The Google dorks can be a very useful tool for both of passive and active reconnaissance.
By combining Google provided search operators like; inurl, intitle, intext, filetype, etc.. you can bring up many interesting web pages that you would not see in typical searches.
There is a well-written posting where describes many useful Google search operators. If you are interested to see them, please visit this page (https://moz.com/blog/mastering-google-search-operators-in-67-steps)
Instead of writing my own mega-list, I’ll just briefly show give you a couple examples.
Before we go any further, I need to state the obvious. This posting is for educational purposes only, and you are not allowed to do anything with any devices you’ve found through the searches. Whatever you’d like to do with those found devices, it’ll be highly highly and highly likely illegal.
Many network devices have web-based admin page. When they do, usually either their device names or their company names are included in the title bar. And usually, the URL of their login pages have a keyword like ‘login.cgi’
So, using the following search operators;
1. inurl:<keyword> -> Returns URLs that contain the <keyword>
2. intitle:<keyword> -> Returns web-pages those title bars contain the <keyword>
You could come up with a long search string like; “inur:login.cgi intitle:netgear” that would return ‘netgear’ devices have .cgi login pages
How about a helpdesk application login page? If an organization has installed 3rd party’s helpdesk application without changing the default path, we could pull some interesting results like this one below(see GHDB ID: 4494 for details).

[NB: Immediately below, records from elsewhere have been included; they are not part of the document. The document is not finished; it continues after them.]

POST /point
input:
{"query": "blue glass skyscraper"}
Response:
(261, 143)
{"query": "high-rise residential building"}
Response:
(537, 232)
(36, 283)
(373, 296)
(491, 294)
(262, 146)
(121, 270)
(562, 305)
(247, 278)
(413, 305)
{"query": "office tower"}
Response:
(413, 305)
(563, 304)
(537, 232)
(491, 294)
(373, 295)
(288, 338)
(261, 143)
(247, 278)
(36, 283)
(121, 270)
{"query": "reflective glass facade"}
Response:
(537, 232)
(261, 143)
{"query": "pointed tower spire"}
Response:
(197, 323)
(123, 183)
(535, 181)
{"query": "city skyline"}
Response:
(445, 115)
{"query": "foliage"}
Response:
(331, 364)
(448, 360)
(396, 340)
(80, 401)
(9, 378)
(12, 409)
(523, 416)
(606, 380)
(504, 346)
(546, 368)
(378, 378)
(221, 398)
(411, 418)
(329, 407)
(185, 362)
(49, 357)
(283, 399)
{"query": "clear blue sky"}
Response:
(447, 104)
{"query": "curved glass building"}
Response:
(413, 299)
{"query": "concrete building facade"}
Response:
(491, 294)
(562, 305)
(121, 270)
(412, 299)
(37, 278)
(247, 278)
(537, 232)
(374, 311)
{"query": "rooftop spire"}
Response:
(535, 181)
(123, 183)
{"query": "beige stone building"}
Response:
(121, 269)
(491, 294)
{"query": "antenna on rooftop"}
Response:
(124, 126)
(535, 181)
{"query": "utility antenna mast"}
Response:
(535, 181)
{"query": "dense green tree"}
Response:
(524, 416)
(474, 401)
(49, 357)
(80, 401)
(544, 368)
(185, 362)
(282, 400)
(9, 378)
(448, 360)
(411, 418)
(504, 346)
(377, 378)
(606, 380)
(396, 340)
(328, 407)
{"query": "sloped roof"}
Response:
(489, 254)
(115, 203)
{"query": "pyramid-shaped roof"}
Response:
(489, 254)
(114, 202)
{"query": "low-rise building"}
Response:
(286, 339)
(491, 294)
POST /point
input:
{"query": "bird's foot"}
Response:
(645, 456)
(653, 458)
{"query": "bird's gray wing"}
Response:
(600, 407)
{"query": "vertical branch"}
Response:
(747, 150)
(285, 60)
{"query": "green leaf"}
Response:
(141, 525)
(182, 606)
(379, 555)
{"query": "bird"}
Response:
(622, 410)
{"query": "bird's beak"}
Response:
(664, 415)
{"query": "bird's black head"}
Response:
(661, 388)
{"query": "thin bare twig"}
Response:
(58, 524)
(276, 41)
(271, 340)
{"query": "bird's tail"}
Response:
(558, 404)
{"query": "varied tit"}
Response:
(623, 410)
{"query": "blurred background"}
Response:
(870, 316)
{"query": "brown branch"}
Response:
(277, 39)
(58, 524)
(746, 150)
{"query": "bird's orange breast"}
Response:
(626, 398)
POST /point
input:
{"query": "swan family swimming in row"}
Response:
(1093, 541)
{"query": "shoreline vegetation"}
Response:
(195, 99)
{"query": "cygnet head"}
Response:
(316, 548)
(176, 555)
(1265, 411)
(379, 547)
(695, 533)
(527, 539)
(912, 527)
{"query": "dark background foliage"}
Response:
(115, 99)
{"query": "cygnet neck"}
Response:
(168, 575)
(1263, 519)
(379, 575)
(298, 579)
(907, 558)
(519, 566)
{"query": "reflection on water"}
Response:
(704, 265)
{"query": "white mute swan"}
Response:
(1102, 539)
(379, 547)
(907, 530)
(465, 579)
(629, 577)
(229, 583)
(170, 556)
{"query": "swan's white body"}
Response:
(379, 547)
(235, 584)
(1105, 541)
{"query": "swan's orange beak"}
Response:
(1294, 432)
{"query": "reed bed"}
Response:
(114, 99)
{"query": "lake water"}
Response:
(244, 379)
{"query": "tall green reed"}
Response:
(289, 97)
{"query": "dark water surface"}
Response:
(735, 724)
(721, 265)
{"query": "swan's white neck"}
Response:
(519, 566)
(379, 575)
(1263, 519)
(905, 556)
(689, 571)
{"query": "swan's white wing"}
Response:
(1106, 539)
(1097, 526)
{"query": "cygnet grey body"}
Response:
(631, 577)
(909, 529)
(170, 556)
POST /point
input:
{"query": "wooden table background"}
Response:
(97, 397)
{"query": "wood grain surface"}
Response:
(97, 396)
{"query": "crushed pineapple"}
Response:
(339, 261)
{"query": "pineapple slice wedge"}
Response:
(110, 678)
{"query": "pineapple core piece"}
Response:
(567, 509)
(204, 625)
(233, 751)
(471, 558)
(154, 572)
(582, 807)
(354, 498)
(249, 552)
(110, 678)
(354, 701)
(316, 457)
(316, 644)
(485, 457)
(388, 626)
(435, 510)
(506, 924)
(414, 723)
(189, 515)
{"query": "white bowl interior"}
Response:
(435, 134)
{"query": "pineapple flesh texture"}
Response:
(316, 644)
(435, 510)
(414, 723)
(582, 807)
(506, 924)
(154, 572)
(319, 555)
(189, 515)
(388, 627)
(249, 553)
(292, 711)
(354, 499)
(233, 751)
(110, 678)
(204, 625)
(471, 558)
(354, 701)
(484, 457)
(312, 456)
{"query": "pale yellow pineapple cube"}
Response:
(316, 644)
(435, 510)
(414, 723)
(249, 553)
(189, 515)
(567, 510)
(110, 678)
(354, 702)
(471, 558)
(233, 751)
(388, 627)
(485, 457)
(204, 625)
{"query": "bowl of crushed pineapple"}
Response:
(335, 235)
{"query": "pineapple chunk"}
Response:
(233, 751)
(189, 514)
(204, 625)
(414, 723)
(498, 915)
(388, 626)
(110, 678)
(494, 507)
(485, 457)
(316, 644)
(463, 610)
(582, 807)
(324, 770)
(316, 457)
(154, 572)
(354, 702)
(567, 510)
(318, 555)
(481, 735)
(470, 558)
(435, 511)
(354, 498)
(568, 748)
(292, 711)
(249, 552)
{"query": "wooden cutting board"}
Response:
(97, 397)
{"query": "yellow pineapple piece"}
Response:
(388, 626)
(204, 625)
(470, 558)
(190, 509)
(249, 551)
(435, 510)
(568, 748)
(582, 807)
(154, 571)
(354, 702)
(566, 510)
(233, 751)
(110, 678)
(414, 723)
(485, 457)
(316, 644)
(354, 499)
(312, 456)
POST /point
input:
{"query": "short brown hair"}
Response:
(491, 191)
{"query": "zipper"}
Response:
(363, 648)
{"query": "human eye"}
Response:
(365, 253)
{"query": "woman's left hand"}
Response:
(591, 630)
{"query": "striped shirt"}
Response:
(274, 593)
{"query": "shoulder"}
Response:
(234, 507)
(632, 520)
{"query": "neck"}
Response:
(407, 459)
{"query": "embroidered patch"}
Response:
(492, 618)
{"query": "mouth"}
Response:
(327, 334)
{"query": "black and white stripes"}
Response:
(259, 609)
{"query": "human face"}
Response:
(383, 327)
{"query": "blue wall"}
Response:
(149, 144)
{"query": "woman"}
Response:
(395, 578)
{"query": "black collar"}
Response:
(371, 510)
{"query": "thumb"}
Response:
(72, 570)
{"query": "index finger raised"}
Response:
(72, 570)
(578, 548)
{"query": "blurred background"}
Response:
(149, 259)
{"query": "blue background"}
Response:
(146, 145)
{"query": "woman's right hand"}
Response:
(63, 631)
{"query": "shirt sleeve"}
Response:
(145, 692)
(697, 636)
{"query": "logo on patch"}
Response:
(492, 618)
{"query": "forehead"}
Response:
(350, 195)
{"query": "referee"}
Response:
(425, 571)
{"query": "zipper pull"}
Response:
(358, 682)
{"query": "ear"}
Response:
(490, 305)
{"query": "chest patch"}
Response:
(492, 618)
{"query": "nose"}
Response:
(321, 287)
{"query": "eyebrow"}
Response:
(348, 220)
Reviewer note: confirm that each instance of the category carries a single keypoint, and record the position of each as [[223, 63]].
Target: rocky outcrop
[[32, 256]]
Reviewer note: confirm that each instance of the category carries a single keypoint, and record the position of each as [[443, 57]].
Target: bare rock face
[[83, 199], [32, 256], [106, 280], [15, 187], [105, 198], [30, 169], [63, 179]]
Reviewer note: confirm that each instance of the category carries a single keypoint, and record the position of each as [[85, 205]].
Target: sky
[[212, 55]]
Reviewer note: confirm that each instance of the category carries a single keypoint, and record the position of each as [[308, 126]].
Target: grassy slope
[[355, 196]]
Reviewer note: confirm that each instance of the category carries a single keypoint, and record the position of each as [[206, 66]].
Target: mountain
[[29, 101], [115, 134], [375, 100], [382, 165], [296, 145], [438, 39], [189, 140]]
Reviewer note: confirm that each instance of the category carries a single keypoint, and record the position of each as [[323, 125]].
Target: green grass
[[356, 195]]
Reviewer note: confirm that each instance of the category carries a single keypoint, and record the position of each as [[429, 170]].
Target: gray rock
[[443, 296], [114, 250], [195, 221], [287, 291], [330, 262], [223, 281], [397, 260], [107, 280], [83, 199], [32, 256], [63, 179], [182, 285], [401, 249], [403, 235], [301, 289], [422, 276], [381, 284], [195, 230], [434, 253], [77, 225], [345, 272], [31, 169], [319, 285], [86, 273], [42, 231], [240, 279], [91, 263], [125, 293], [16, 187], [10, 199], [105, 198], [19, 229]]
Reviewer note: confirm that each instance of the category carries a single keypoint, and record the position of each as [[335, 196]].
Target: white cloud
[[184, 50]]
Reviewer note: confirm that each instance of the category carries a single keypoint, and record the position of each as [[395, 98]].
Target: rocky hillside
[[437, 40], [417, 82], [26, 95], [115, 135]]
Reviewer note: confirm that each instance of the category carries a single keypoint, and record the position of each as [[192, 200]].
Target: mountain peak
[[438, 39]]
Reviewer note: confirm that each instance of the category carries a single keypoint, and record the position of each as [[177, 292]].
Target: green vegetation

‘filetype‘ operator is very useful to narrow down the search. If you are looking for an ebook, typing ISBN or the name of the book in the search window would return hundreds of results which a half of them are direct links to ebook sellers and the other half of them are ‘get free books if you do our infinite-endless-total-waste-of-time surveys’ kind of scams.
Say, you need a copy of ISO27001:2013 in PDF format. You can always buy one from here(https://www.iso.org/standard/54534.html) but you could give it a shot with ‘filetype:pdf iso 27001‘.
In the result window, the first looks like iso27001 but the preview says “2005” so it’d be likely the first edition which has been replaced by “2013”. The second one also looks like iso27001 and this time the preview mentions the year ‘2013’ so it could be the second edition. Let’s go ahead and click that one.
It seems we’ve found a copy of iso27001:2013 in PDF format for free. yay.